So I looked at all your photos and I suggest to you this is not bad design but bad buyer decision.
I own what appears to be an identical clone of this Anker 12W, the Aukey 12W and I carry one as a backup charger.
The pro you did not mention is:
- this can block just one port.
- that one port can access recessed sockets like no other Anker charger, the type in office desks where you lift a desk flap up and there are a couple of sockets in there, you need basically a charger the same size as the port as anything wider will be prevented by something else in that recess.
- as a backup charger it just what you need, very small as its mostly never used and so its primary design goal is smallness
- that smallness causes the tough decision of where the hinge is placed and the pin length. If you make the pins too short you have a charger which will struggle to stay in the socket. If you make the pins longer then either you place hinge in the center and then you spill-over the socket a little or your hinge goes further to one side and then it struggles in more recessed confined situations as well as being more likely to be pulled out as you offset the force of the USB cables off from the pin hinge, so a constant sideways pull without all the length of a bigger charger to reduce the moment (shear at the socket).
- the USB port depth, if you make deeper you make the charger deeper, so any sideways force is increased. You're complaining about the port being too shallow, well the designer compensated by increasing friction in the port to keep the USB cable in, and yet you're complaining about a deliberate design positive.
The negatives here are ones of necessity of the size.

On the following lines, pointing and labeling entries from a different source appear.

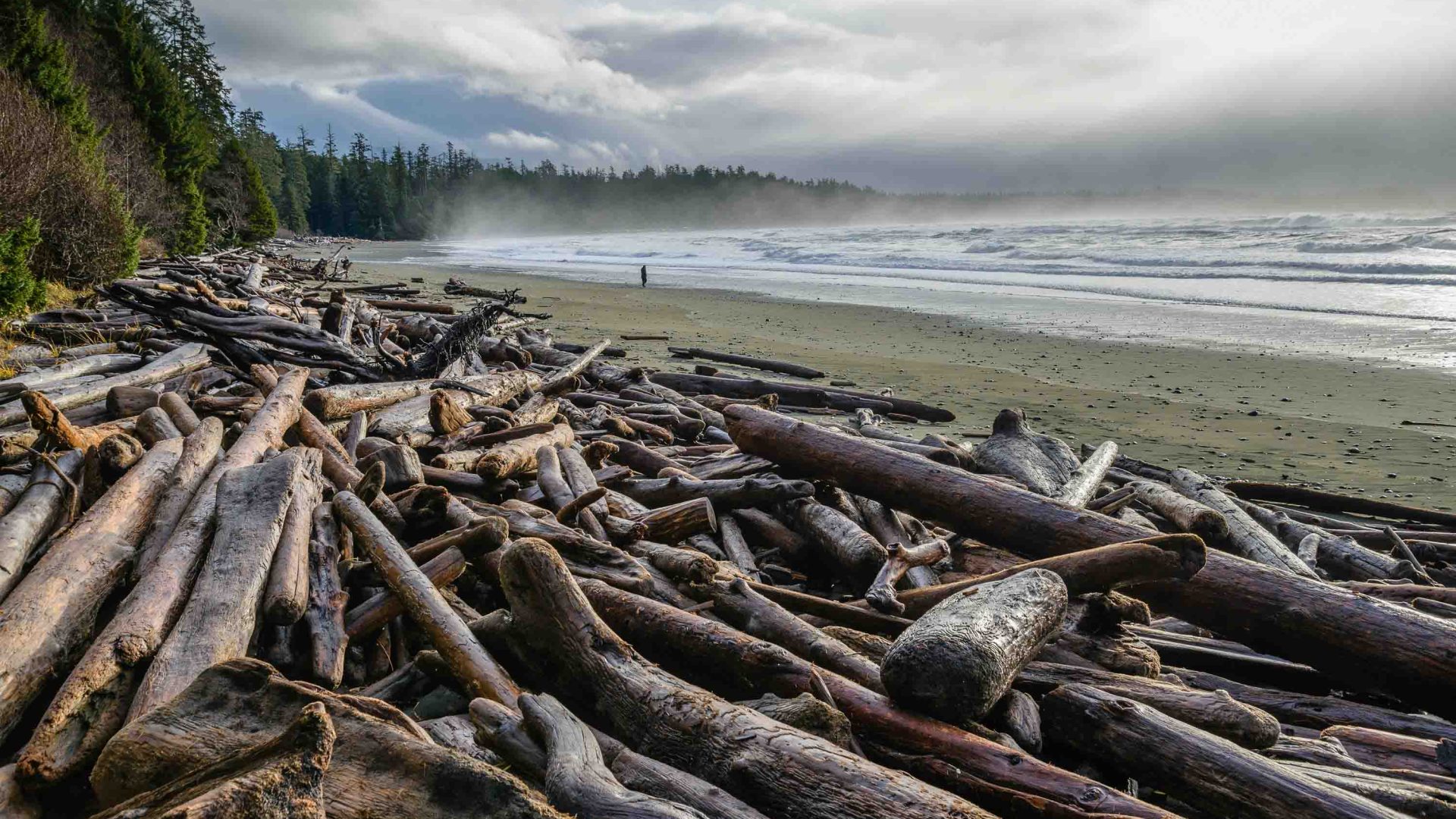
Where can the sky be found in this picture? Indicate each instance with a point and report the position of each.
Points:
(905, 95)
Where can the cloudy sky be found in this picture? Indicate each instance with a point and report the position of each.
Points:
(982, 95)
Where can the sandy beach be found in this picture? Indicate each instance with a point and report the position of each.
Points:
(1254, 416)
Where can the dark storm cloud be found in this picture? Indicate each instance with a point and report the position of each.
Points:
(899, 93)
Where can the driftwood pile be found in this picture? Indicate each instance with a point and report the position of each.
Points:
(274, 544)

So why I say buyer error is you do have alternatives:
- if you have to solve the recessed problem, you can do it instead with a cabled charger, like a Powerport5, these use a C19 power cord to the wall socket, so the point of connection is an even narrower simple US port. That also solves things like weak sockets as there is less weight and movement at the wall socket. The Powerport5 type you can even swap the cables for EU or UK sockets you can carry.
- you have the other wall chargers who are bigger, they can both have long folding pins and they place it on the opposite (vertical) side of the USB ports so the weight of the USB cables pulls down which does not pivot on the hinge at its shorter side, so it will tend to stay in the wall socket. That then causes the problem of its much longer than the wall socket so fails in recessed socket situations.

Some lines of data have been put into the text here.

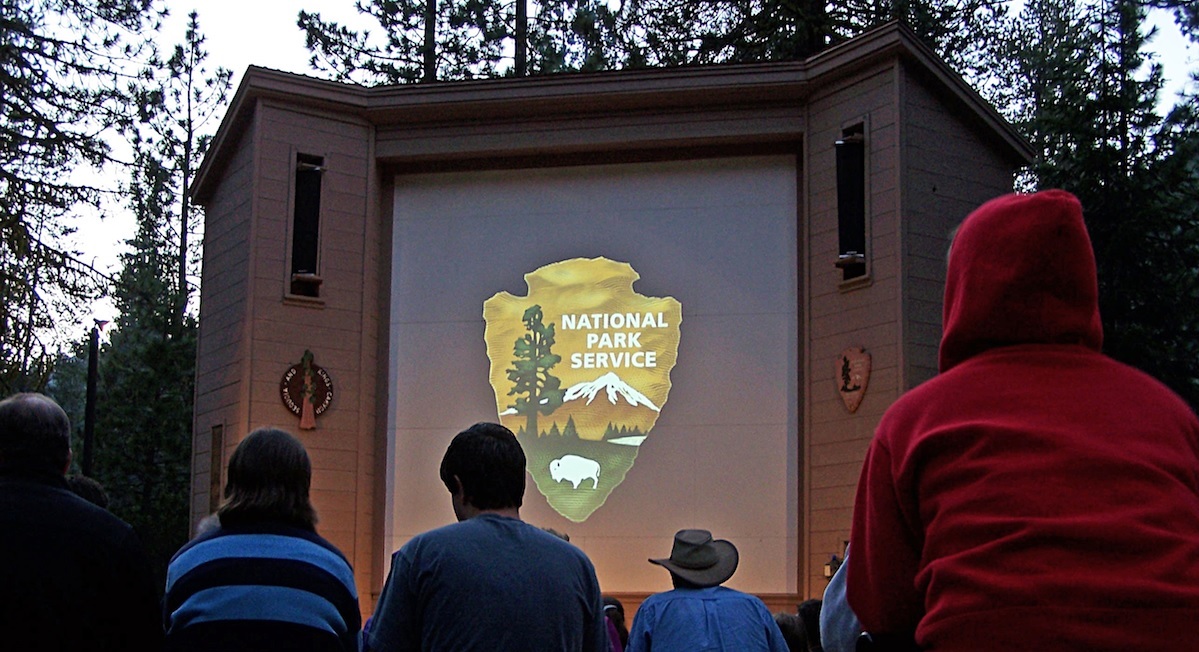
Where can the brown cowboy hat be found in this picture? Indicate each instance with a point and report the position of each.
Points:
(699, 560)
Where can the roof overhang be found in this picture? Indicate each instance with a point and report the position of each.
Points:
(597, 94)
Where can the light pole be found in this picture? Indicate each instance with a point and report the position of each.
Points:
(89, 414)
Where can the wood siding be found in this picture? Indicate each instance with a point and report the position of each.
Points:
(842, 315)
(949, 169)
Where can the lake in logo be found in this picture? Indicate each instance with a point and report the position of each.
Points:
(580, 369)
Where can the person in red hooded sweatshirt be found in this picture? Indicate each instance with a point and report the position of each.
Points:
(1036, 494)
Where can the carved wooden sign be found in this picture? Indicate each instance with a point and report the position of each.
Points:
(853, 374)
(307, 391)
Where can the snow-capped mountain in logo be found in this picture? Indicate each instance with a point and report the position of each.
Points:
(615, 390)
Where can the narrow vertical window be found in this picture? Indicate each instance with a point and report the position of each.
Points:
(306, 225)
(851, 203)
(216, 464)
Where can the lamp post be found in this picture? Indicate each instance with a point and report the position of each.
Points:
(89, 414)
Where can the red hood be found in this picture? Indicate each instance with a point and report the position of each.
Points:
(1022, 271)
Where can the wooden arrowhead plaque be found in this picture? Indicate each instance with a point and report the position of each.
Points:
(853, 374)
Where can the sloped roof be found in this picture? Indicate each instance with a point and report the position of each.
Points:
(600, 92)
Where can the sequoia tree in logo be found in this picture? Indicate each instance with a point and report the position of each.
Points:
(580, 369)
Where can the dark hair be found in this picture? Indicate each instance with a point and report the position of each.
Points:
(615, 613)
(35, 433)
(489, 463)
(809, 614)
(269, 480)
(793, 632)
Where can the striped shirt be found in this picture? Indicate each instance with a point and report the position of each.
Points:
(266, 586)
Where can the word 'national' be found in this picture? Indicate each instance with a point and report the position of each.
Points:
(613, 320)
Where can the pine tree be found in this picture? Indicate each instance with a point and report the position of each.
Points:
(1089, 109)
(144, 424)
(530, 375)
(61, 86)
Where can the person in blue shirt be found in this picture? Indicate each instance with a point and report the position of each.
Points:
(489, 581)
(699, 614)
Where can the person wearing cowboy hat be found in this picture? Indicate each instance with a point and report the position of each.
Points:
(699, 614)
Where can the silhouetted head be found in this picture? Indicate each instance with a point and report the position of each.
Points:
(270, 477)
(488, 462)
(35, 434)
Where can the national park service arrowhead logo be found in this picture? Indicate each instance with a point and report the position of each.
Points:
(582, 370)
(306, 391)
(853, 375)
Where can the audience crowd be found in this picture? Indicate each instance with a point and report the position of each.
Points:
(1035, 495)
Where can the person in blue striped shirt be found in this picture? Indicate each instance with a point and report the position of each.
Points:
(263, 579)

- So we do not have a bad design, we have an optimal design which fits in the compromises of its size, you do need other chargers which are different (Cabled, larger) which make different compromises and overall the idea of one design for all problems is not possible. e.g. a Powerport 5 can fit in any socket and stay there but you then have a much bigger packed size.
Overall, you're stuck with the pros / cons of this form factor, practically every complaint you had, a modified design would cause a different complaint. You should buy other chargers and have a few different types. A Powerport5 is good for even more awkwardly tight spots than this 12W, a Powerport2 is bigger but has less of the USB friction has it has the depth to hold the USB socket fully in.
So I have one of these they suit some situations better than the Powerport2, Powerport4, Powerport5 I also have.